Several of these parameters can be configured at runtime using the custom_configuration parameter. The configurable parameters are:

onset
offset
min_duration_on
min_duration_off
pad_onset
pad_offset

Example of runtime configuration:

--custom_configuration="neural_vad.onset:0.9,neural_vad.offset:0.4,neural_vad.min_duration_on:0.3,neural_vad.min_duration_off:0.6"

MarbleNet VAD#

<marblenet_vad_riva_filename>:<encryption_key>
--vad_type=neural
--neural_vad_nn.optimization_graph_level=-1

where:

<marblenet_vad_riva_filename> is the .riva marblenet VAD model to use. For example, you can use the MarbleNet VAD Riva model available on NGC.
<encryption_key> is the key used to encrypt the file. The encryption key for the pre-trained Riva models uploaded on NGC is tlt_encode.

Note that using a neural VAD component in the ASR pipeline will have an impact on latency and throughput of the deployed Riva ASR server.

Generating Multiple Transcript Hypotheses#

By default, the Riva ASR pipeline is configured to only generate the best transcript hypothesis for each utterance. It is possible to generate multiple transcript hypotheses by passing the parameter --max_supported_transcripts=N to the riva-build command, where N is the maximum number of hypotheses to generate. With these changes, the client application can retrieve the multiple hypotheses by setting the max_alternatives field of RecognitionConfig to values greater than 1.

Impact of Chunk Size and Padding Size on Performance and Accuracy (Advanced)#

The chunk_size and padding_size parameters used to configure Riva ASR can have a significant impact on accuracy and performance. Riva provides pre-configured ASR pipelines, with preset values of chunk_size and padding_size: a low-latency streaming configuration, a high throughput streaming configuration, and an offline configuration. You can find the chunk_size and padding_size values that are used for those configurations in a table in the pipeline configuration section. Refer to Pipeline Configuration for details.

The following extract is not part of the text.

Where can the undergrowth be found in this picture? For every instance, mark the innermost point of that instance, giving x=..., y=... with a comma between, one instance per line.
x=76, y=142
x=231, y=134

The chunk_size parameter is the duration of the audio chunk in seconds processed by the Riva server for every streaming request. Hence, in streaming mode, Riva returns one response for every chunk_size seconds of audio. A lower value of chunk_size will therefore reduce the user-perceived latency as the transcript will get updated more frequently.

The padding_size parameter is the duration in seconds of the padding prepended and appended to the chunk_size. The Riva acoustic model processes an input tensor corresponding to an audio duration of 2*(padding_size) + chunk_size for every new chunk of audio it receives. Increasing padding_size or chunk_size typically helps to improve accuracy of the transcripts since the acoustic model has access to more context. However, increasing padding_size reduces the maximum number of concurrent streams supported by Riva ASR, since it will increase the size of the input tensor fed to the acoustic model for every new chunk.